Trying to predict the outcome of pro CSGO Matches

First a little bit of background:

I am an avid Counter-Strike Player and i also very much enjoy watching professional matches.

There is also a vivid betting scene in Counter-Strike eSports, where predicting the winner of professional matches will net you quite a lot of money.

So being a computer science student and having lost considerable sums of money betting, i thought to myself:

Could i build a Machine-Learning based solution to automatically predict the winner of professional Counter-Strike Matches?

But first i had to gather some historical data. Fortunately the site HTLV.org keeps track of every single professional Counter-Strike match played.

There was a small problem tho, they had no official API to request said data. So i had to build a fairly complex Webscraper to extract the necessary data from the site.

I chose to use Python, the requests module, and BeautifulSoup4 as a basis for the Webscraper.

Very basically, i first use requests to load the HTML of a single match page, such as this, i then ingest the raw HTML into BS4 to parse it.

def getRawData(url, useragent=_UAGENT, waittime=16):
    """
    returns a bs4.soup-Object of the given url
    @Params: url: a string-url for a HLTV-Match page
    @returns a bs4.soup-Object
    """
    try:
        # Connect and Save the HTML Page
        # Check if Proxy Settings are available
        # User Agent Mozilla to Circumvent Security Blocking
        page_html = proxies.proxiedRequest(url)
 
    except Exception as e:
        print(e)
        print("HTTPError 429 Too many requests, waiting for " + str(waittime) + " Seconds.")
        time.sleep(waittime)
        return getRawData(url, waittime=waittime * 2)
 
    # Parse HTML
    page_soup = soup(page_html, "html.parser")
    return page_soup

I then had to extract all the information from the HTML, fortunately BS4 makes this very easy.

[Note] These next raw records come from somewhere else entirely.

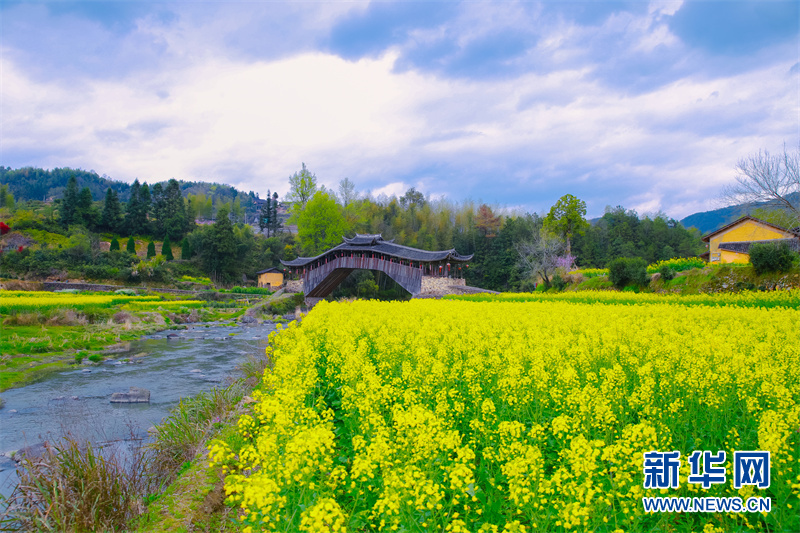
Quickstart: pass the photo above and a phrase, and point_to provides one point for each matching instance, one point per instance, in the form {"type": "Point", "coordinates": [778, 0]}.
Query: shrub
{"type": "Point", "coordinates": [768, 257]}
{"type": "Point", "coordinates": [626, 271]}
{"type": "Point", "coordinates": [72, 486]}
{"type": "Point", "coordinates": [558, 283]}
{"type": "Point", "coordinates": [667, 273]}
{"type": "Point", "coordinates": [166, 249]}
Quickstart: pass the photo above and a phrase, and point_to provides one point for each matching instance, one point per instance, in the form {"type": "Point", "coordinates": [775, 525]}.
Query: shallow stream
{"type": "Point", "coordinates": [170, 364]}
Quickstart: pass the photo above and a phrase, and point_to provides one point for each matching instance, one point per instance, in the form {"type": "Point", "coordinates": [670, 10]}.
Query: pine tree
{"type": "Point", "coordinates": [110, 220]}
{"type": "Point", "coordinates": [274, 220]}
{"type": "Point", "coordinates": [186, 249]}
{"type": "Point", "coordinates": [85, 211]}
{"type": "Point", "coordinates": [166, 249]}
{"type": "Point", "coordinates": [265, 215]}
{"type": "Point", "coordinates": [174, 210]}
{"type": "Point", "coordinates": [132, 210]}
{"type": "Point", "coordinates": [69, 206]}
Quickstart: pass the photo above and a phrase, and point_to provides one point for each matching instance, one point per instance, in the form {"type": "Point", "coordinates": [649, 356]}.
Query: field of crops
{"type": "Point", "coordinates": [32, 301]}
{"type": "Point", "coordinates": [514, 416]}
{"type": "Point", "coordinates": [763, 299]}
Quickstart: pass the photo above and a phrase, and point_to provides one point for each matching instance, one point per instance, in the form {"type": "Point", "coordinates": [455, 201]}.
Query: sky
{"type": "Point", "coordinates": [647, 105]}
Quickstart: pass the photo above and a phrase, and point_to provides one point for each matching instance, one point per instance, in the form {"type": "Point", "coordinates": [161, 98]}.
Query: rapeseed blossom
{"type": "Point", "coordinates": [513, 416]}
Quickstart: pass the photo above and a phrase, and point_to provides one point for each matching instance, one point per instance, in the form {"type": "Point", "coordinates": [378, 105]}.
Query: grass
{"type": "Point", "coordinates": [31, 352]}
{"type": "Point", "coordinates": [74, 487]}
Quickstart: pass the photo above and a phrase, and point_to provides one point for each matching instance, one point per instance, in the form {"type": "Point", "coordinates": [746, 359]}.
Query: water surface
{"type": "Point", "coordinates": [170, 364]}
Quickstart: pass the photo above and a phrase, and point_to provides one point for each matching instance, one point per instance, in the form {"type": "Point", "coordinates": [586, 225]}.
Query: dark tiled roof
{"type": "Point", "coordinates": [267, 271]}
{"type": "Point", "coordinates": [707, 236]}
{"type": "Point", "coordinates": [376, 244]}
{"type": "Point", "coordinates": [743, 247]}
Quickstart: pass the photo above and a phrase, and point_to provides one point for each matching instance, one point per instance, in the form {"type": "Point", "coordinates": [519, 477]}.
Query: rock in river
{"type": "Point", "coordinates": [134, 395]}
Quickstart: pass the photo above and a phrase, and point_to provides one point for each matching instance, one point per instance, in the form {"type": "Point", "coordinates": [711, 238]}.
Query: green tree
{"type": "Point", "coordinates": [219, 248]}
{"type": "Point", "coordinates": [265, 215]}
{"type": "Point", "coordinates": [69, 205]}
{"type": "Point", "coordinates": [566, 218]}
{"type": "Point", "coordinates": [186, 249]}
{"type": "Point", "coordinates": [274, 221]}
{"type": "Point", "coordinates": [145, 201]}
{"type": "Point", "coordinates": [174, 212]}
{"type": "Point", "coordinates": [539, 255]}
{"type": "Point", "coordinates": [625, 271]}
{"type": "Point", "coordinates": [320, 225]}
{"type": "Point", "coordinates": [771, 257]}
{"type": "Point", "coordinates": [6, 198]}
{"type": "Point", "coordinates": [166, 249]}
{"type": "Point", "coordinates": [110, 219]}
{"type": "Point", "coordinates": [302, 187]}
{"type": "Point", "coordinates": [138, 209]}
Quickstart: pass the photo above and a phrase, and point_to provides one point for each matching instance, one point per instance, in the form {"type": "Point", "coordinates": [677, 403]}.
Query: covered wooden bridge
{"type": "Point", "coordinates": [407, 266]}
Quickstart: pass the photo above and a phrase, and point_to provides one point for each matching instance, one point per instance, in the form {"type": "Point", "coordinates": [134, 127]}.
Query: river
{"type": "Point", "coordinates": [171, 364]}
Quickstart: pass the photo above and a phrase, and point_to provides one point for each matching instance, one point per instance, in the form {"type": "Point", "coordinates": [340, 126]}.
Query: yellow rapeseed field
{"type": "Point", "coordinates": [513, 416]}
{"type": "Point", "coordinates": [24, 301]}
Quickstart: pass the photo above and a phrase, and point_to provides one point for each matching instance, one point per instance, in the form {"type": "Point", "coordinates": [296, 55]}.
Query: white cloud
{"type": "Point", "coordinates": [206, 113]}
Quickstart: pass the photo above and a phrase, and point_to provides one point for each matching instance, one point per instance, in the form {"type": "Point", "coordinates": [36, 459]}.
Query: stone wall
{"type": "Point", "coordinates": [293, 285]}
{"type": "Point", "coordinates": [436, 286]}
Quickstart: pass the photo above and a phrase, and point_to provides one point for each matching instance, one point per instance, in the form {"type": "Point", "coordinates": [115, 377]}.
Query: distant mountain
{"type": "Point", "coordinates": [708, 221]}
{"type": "Point", "coordinates": [38, 184]}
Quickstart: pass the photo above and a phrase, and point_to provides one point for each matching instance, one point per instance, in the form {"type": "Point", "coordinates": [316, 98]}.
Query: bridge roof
{"type": "Point", "coordinates": [376, 243]}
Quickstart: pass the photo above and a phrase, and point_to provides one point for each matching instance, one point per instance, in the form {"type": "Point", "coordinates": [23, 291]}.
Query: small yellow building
{"type": "Point", "coordinates": [730, 243]}
{"type": "Point", "coordinates": [271, 278]}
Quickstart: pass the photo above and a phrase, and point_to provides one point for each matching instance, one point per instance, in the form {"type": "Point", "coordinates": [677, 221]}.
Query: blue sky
{"type": "Point", "coordinates": [647, 105]}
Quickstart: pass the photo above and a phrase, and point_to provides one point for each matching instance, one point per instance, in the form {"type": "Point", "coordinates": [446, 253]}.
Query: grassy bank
{"type": "Point", "coordinates": [44, 332]}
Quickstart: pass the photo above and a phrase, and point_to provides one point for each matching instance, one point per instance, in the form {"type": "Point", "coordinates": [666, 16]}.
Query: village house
{"type": "Point", "coordinates": [271, 278]}
{"type": "Point", "coordinates": [731, 243]}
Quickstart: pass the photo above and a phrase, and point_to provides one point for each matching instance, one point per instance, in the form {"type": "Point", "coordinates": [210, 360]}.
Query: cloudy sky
{"type": "Point", "coordinates": [645, 105]}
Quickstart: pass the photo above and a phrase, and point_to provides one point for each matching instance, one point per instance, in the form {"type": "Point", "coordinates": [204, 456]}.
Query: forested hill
{"type": "Point", "coordinates": [39, 184]}
{"type": "Point", "coordinates": [708, 221]}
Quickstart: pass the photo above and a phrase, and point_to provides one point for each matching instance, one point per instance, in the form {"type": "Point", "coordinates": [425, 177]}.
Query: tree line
{"type": "Point", "coordinates": [229, 249]}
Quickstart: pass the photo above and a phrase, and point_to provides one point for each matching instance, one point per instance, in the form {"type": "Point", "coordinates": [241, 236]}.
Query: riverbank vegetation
{"type": "Point", "coordinates": [47, 331]}
{"type": "Point", "coordinates": [513, 416]}
{"type": "Point", "coordinates": [125, 234]}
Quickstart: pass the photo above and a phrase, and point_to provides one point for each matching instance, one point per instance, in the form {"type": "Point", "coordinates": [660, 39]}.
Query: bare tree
{"type": "Point", "coordinates": [539, 256]}
{"type": "Point", "coordinates": [347, 192]}
{"type": "Point", "coordinates": [773, 181]}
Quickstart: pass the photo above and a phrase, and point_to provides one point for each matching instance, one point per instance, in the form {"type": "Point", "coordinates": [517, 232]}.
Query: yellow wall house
{"type": "Point", "coordinates": [730, 243]}
{"type": "Point", "coordinates": [271, 278]}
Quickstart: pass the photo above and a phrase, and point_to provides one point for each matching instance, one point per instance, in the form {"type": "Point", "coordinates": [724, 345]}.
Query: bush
{"type": "Point", "coordinates": [667, 273]}
{"type": "Point", "coordinates": [769, 257]}
{"type": "Point", "coordinates": [558, 283]}
{"type": "Point", "coordinates": [626, 271]}
{"type": "Point", "coordinates": [73, 486]}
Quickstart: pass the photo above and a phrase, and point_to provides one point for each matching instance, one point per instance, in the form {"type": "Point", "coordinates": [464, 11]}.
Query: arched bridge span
{"type": "Point", "coordinates": [405, 265]}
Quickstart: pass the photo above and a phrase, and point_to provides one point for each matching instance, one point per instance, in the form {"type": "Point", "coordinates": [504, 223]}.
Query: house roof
{"type": "Point", "coordinates": [743, 247]}
{"type": "Point", "coordinates": [707, 236]}
{"type": "Point", "coordinates": [376, 243]}
{"type": "Point", "coordinates": [267, 271]}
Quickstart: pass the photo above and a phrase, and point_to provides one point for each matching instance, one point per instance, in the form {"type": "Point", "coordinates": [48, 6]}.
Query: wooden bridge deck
{"type": "Point", "coordinates": [320, 281]}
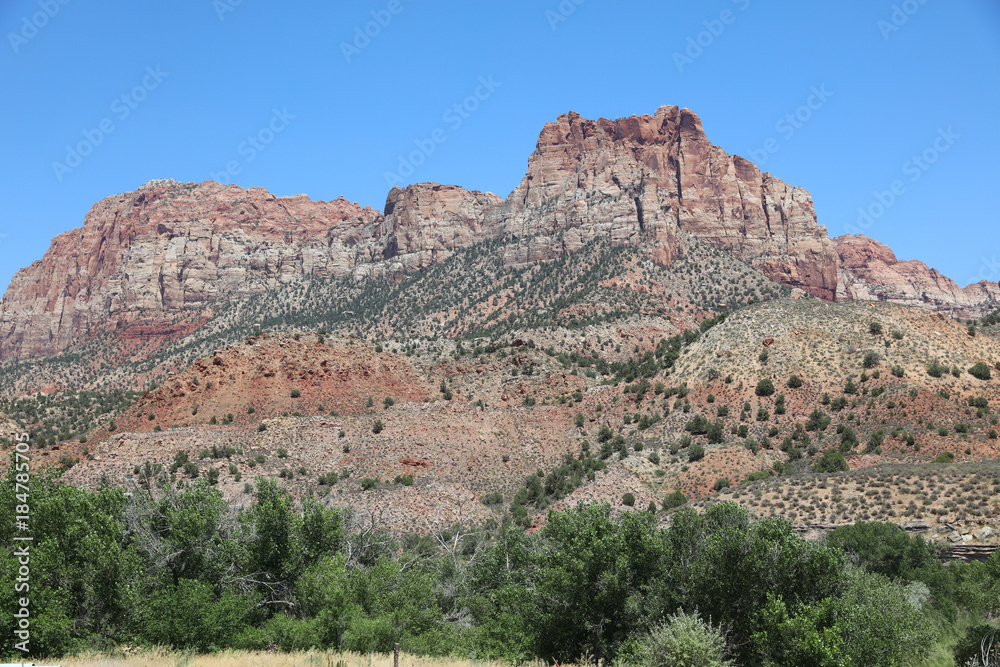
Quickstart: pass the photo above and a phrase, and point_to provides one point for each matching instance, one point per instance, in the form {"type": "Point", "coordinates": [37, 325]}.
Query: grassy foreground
{"type": "Point", "coordinates": [163, 658]}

Heres an example of how i extracted the date and time when a match was played:

def _getMatchDate(page_soup):
    """
    returns relevant Date Information for a given soup_Object
    @Params: page_soup: bs4.soup-Object of an HTLV-Result Page
    @returns a datetime.datetime Object
    """
    time = page_soup.find("div", {"class": "time"}).text
    date = page_soup.find("div", {"class": "date"}).text
    year = date[-4:]
    day = int((date.split(" ")[0])[0:-2])
    month = month_string_to_number(date.split(" ")[2])
    return datetime.datetime(int(year), month, int(day), hour=int(time.split(":")[0]), minute=int(time.split(":")[1]))

Having extracted all the interesting information from the HTML, i then had to store it.

I chose to use SQLite for its ease of use and speed.

Here’s a snapshot of my Database-Layout:

Database Layout

Now all thats left to do is run my Scraper for every match listed on HLTV.org, lets hope they dont have DDOS-Protection :)

Using Elo to calculate win-percentages.

After i had collected all the Data i needed, i started by trying to calculate Elo-Values for every player, so that i could theoretically predict their Winrates against each other.

Heres the Code i used to calculate the Elo after a match.

def calcRoundElo(team0, team1, winner):
    """
    @Param: team0, team1 is a List of all Players on the Team.
     *** The List team0 has to be a List of 5 PlayerIDs! ***
    @Param: winner is either a 0 or a 1 depending on which Team won the round.
    This Method then calculates the Elo Values for every player after the Round and returns them in Two Lists
    """
    K = 128
 
    averageEloTeam0 = -1
    averageEloTeam1 = -1
    for player in team0:
        averageEloTeam0 += getEloForPlayer(player)
    averageEloTeam0 = averageEloTeam0 / len(team0)
    for player in team1:
        averageEloTeam1 += getEloForPlayer(player)
    averageEloTeam1 = averageEloTeam1 / len(team0)
 
    for player in team0:
        elo = getEloForPlayer(player)
        transformedElo = math.pow(10, elo / 400)
        expectedScore = transformedElo / (transformedElo + math.pow(10, averageEloTeam1 / 400))
        if winner == 1:
            newRating = elo + (K * (0 - expectedScore))
        elif winner == 0:
            newRating = elo + (K * (1 - expectedScore))
        updateEloRating(player, newRating)
 
    for player in team1:
        elo = getEloForPlayer(player)
        transformedElo = math.pow(10, elo / 400)
        expectedScore = transformedElo / (transformedElo + math.pow(10, averageEloTeam0 / 400))
        if winner == 0:
            newRating = elo + (K * (0 - expectedScore))
        elif winner == 1:
            newRating = elo + (K * (1 - expectedScore))
        updateEloRating(player, newRating)

Work in Progess, i’ll continue this whenever i have the Time.